The second one I did there was “Lost in Space”. I did that one with Pablo; unfortunatelly this time a guy took us through the explanations. His English wasn’t that bad, but he seemed very uncomfortable speaking it, so we got a very brief introduction to the game and the story we had to play this time. Which sucked, because that one is a very challenging one. The story was basically that you’re in a space capsule, more or less trapped. You have to find your way out – but other than in the other games I did so far, you play that one in total darkness. That and the fact that you’re locked (apart from each other) in a very small space underneath a staircase makes the game only enjoyable for those who don’t suffer from anxiety. We didn’t, but were very lost indeed. We didn’t manage to get out of the capsule and therefore are now lost in space. Of course someone put a lot of effort into that one as well, but it’s the explanation and introduction you get that makes a real difference.

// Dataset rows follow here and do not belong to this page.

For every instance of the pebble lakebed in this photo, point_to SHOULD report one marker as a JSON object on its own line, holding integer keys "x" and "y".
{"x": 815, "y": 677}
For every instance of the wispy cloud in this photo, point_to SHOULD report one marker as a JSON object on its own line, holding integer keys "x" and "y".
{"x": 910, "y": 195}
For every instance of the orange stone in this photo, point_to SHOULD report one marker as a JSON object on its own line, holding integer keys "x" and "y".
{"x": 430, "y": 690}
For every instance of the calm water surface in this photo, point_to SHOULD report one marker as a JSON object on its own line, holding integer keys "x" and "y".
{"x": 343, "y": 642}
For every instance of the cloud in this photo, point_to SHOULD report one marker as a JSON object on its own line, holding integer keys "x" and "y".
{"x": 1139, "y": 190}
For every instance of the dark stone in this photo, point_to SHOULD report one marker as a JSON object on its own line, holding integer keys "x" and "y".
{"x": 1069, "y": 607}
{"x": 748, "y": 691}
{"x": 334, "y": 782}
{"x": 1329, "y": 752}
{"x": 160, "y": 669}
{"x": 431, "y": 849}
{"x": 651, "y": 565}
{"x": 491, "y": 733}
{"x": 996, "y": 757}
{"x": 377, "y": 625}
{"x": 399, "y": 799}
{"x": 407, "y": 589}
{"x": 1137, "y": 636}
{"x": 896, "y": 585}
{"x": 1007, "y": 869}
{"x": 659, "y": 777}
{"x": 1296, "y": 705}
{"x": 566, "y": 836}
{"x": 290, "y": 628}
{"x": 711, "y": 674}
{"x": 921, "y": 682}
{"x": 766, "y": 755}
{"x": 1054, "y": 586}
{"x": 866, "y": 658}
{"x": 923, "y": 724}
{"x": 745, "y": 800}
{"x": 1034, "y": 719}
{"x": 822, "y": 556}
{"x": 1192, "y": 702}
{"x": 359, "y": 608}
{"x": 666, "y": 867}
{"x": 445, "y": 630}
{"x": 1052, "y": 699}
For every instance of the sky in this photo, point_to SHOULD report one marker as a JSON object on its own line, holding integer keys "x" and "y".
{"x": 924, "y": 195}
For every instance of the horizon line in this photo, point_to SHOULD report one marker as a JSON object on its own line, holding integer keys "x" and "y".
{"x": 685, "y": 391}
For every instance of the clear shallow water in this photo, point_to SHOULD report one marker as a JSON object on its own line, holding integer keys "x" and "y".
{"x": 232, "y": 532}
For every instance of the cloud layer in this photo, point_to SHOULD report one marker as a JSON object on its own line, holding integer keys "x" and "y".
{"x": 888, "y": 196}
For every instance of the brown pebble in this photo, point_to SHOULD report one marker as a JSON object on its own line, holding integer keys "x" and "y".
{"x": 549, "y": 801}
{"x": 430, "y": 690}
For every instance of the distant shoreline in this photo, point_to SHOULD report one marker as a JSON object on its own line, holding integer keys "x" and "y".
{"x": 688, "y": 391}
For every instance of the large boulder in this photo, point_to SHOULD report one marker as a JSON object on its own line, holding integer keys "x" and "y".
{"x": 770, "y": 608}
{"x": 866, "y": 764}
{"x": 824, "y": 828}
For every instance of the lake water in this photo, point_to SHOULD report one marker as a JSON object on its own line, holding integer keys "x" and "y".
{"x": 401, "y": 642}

Long story short: I loved “Mafia”, “Lost in Space” is a challenging one but we could have gotten a bit closer to getting out if we would have had a better introduction. I think we still wouldn’t have made it out 🙂 Important sidenote: All of the room escapes at Mystoria (and more or less at all of the other places) are playable in English and German, it’s really no biggie if you don’t speak German. General advice: Come in comfy clothes, show up at the location at least 10 minutes prior to your scheduled appointment (to have time for a good explanation), ask for hints from outside without letting too much time fly by and enjoy!
Games from about 70 Euros per track (4 to 2 people).
Public transport that stop only a few meters away are the trams 1, 18, 62 stopping in Kliebergasse (just across the street) and U1 Südtiroler Platz (you’ll have to walk like 10 minutes there).